Even as his first arrows rattled against us and men fell, he learned his third error, although I was as surprised as I imagine he was.

We had archers in our ranks.

As the Persians swept past us, Teucer and his archers rose from within our ranks, or knelt under the rims of our shields, and shot. Indeed, Teucer was leaning his weight against my hips as he shot, arrow after arrow. He had no horse between his thighs, no reins to manage, and his quiver hung comfortably under his left arm, where I carry my sword in battle, and he drew and shot and drew and shot, three arrows for every one by the Persians, and his had Apollo’s hand behind them.

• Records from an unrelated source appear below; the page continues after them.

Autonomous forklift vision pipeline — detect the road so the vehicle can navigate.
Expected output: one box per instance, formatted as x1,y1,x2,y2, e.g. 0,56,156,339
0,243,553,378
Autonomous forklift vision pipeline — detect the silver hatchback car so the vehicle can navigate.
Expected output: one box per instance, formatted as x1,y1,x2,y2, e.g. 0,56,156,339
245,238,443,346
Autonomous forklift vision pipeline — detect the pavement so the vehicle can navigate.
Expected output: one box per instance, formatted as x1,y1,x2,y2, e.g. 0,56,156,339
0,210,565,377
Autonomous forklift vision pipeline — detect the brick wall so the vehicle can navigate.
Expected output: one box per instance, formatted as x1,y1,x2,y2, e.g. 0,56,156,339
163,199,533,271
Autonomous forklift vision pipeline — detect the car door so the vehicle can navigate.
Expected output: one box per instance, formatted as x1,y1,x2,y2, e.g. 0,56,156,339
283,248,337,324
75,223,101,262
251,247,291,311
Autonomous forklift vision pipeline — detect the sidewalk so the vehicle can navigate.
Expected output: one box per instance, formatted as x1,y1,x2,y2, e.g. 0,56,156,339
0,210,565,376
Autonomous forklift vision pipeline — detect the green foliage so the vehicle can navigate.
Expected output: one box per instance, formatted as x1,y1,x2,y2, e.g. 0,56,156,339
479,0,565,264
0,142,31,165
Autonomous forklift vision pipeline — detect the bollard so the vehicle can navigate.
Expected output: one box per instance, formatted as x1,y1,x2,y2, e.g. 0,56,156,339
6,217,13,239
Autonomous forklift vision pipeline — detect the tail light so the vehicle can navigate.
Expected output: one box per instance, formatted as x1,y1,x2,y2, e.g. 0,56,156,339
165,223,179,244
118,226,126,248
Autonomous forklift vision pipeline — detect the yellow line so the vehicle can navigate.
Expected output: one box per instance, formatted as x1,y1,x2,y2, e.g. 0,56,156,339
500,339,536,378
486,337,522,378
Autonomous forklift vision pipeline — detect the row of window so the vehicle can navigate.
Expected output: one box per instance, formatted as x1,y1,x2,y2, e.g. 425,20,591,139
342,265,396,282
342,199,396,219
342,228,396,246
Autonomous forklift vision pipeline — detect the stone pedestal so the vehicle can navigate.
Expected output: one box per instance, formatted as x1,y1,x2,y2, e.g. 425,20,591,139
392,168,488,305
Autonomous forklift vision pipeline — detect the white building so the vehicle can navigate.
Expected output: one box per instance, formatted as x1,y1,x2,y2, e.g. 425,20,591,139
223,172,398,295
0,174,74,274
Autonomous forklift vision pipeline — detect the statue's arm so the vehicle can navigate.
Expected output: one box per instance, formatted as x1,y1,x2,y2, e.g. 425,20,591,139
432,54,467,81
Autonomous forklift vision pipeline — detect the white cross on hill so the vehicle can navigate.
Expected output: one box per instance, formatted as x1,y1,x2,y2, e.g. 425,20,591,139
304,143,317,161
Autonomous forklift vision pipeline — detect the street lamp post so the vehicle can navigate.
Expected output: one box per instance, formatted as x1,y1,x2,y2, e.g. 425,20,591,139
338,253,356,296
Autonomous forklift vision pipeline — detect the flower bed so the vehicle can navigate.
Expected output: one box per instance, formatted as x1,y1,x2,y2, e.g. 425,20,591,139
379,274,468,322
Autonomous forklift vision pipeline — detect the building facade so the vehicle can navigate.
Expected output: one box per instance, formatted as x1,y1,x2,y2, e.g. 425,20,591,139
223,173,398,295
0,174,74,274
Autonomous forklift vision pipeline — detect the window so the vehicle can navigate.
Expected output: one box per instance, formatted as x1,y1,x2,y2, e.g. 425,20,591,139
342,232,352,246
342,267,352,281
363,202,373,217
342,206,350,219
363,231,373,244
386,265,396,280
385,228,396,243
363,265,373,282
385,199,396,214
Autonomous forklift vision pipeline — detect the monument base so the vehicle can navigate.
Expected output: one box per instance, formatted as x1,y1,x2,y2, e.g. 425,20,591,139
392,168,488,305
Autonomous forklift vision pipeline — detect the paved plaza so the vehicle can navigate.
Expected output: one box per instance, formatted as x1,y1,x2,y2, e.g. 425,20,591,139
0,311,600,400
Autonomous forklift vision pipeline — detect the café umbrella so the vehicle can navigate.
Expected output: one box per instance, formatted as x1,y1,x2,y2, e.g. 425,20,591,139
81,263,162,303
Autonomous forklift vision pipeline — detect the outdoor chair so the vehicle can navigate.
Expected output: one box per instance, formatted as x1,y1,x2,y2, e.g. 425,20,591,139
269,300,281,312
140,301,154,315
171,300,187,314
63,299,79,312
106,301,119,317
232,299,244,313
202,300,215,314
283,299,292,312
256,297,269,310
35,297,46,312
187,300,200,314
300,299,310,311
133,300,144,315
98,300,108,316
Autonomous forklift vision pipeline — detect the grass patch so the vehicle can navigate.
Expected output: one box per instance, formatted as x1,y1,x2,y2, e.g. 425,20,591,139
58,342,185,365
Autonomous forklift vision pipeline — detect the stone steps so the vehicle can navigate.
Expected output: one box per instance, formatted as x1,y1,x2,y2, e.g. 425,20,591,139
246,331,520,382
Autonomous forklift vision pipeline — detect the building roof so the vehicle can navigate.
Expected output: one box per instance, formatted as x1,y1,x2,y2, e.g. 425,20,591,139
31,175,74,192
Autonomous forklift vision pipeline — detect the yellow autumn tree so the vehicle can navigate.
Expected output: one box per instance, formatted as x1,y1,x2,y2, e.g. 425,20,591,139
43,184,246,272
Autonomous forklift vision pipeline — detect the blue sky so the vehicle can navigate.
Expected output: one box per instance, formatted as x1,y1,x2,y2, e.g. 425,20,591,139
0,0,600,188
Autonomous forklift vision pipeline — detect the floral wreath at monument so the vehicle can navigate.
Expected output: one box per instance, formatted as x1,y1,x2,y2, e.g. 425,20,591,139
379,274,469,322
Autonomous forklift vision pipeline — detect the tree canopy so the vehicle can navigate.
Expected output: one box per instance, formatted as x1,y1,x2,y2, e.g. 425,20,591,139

When an arrow hits a man in the phalanx, he screams and falls, and his armour makes a mournful clatter as he goes down — but his mates close over him, alive or dead. It is but one step to the front to fill the hole.

When a horseman takes an arrow — better yet, when a horse takes an arrow — it can be a disaster for a dozen other men. One horse can fall over another, and a few casualties, by ill-luck or the will of the war god, can stop a charge dead, or cause the animals to flow around their target the way small boys divert a stream on a summer’s day.

We had fewer than three hundred men formed, but all of Teucer’s archers were in our ranks — perhaps thirty men, and some javelins — and they shot at least one Persian for every one of us who fell. I suspect that, man for man, the Persians were the finer archers — but the best archer on a horse, shooting at armoured men behind big shields, is going to lose the contest to the poorer man with his feet firm on the ground, shooting at the enormous target of a man on a horse.

And Teucer was the best archer I’ve ever known. He was safe under my shield rim, and his arrows did not miss. He made chaos of their files, and they broke and rode away, and their red-bearded officer lay, redder now, with one of Teucer’s black-fletched arrows in his throat.